Oblate Schwarzschild approximation for polarized radiation from rapidly rotating neutron stars

TL;DR

This paper develops a comprehensive method to calculate the polarization of radiation from rapidly rotating neutron stars using an oblate Schwarzschild approximation, highlighting the importance of star shape in polarization analysis.

Contribution

It introduces a complete theoretical framework for polarization calculation considering star oblateness and relativistic effects, validated against full GR ray-tracing simulations.

Findings

Polarization angle profiles differ significantly for oblate versus spherical stars.

Incorrect shape assumptions can bias neutron star parameter estimates.

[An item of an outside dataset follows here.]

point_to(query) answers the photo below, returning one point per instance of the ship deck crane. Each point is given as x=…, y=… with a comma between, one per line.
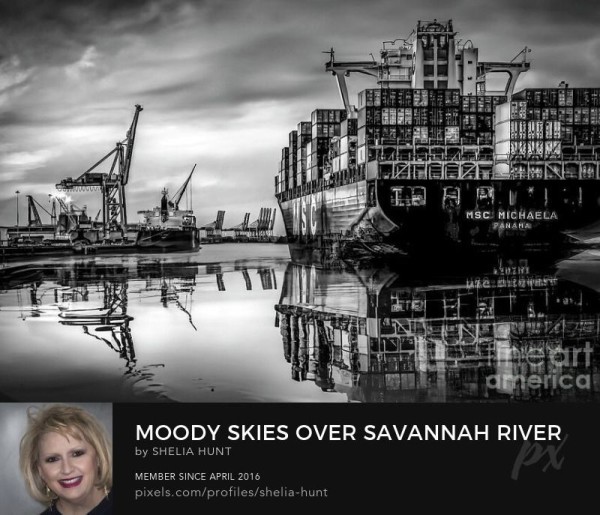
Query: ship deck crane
x=111, y=184
x=340, y=70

Upcoming X-ray polarimeters can potentially accurately determine neutron star geometrical parameters.

Abstract

We have developed a complete theory for the calculation of the observed Stokes parameters for radiation emitted from the surface of a rapidly rotating neutron star (NS) using the oblate Schwarzschild approximation. We accounted for the rotation of the polarization plane due to relativistic effects along the path from the stellar surface to the observer. The results were shown to agree with those obtained by performing full numerical general relativistic ray-tracing with the \textsc{arcmancer} code. We showed that the obtained polarization angle (PA) profiles may differ substantially from those derived for a spherical star. We demonstrated that assuming incorrect shape for the star can lead to biased constraints for NS parameters when fitting the polarization data. Using a simplified model, we also made a rough estimate of how accurately the geometrical parameters of an accreting NS can be determined using the X-ray polarization measurements of upcoming polarimeters like the Imaging X-ray Polarimeter Explorer (IXPE) or the enhanced X-ray Timing and Polarimetry (eXTP) mission.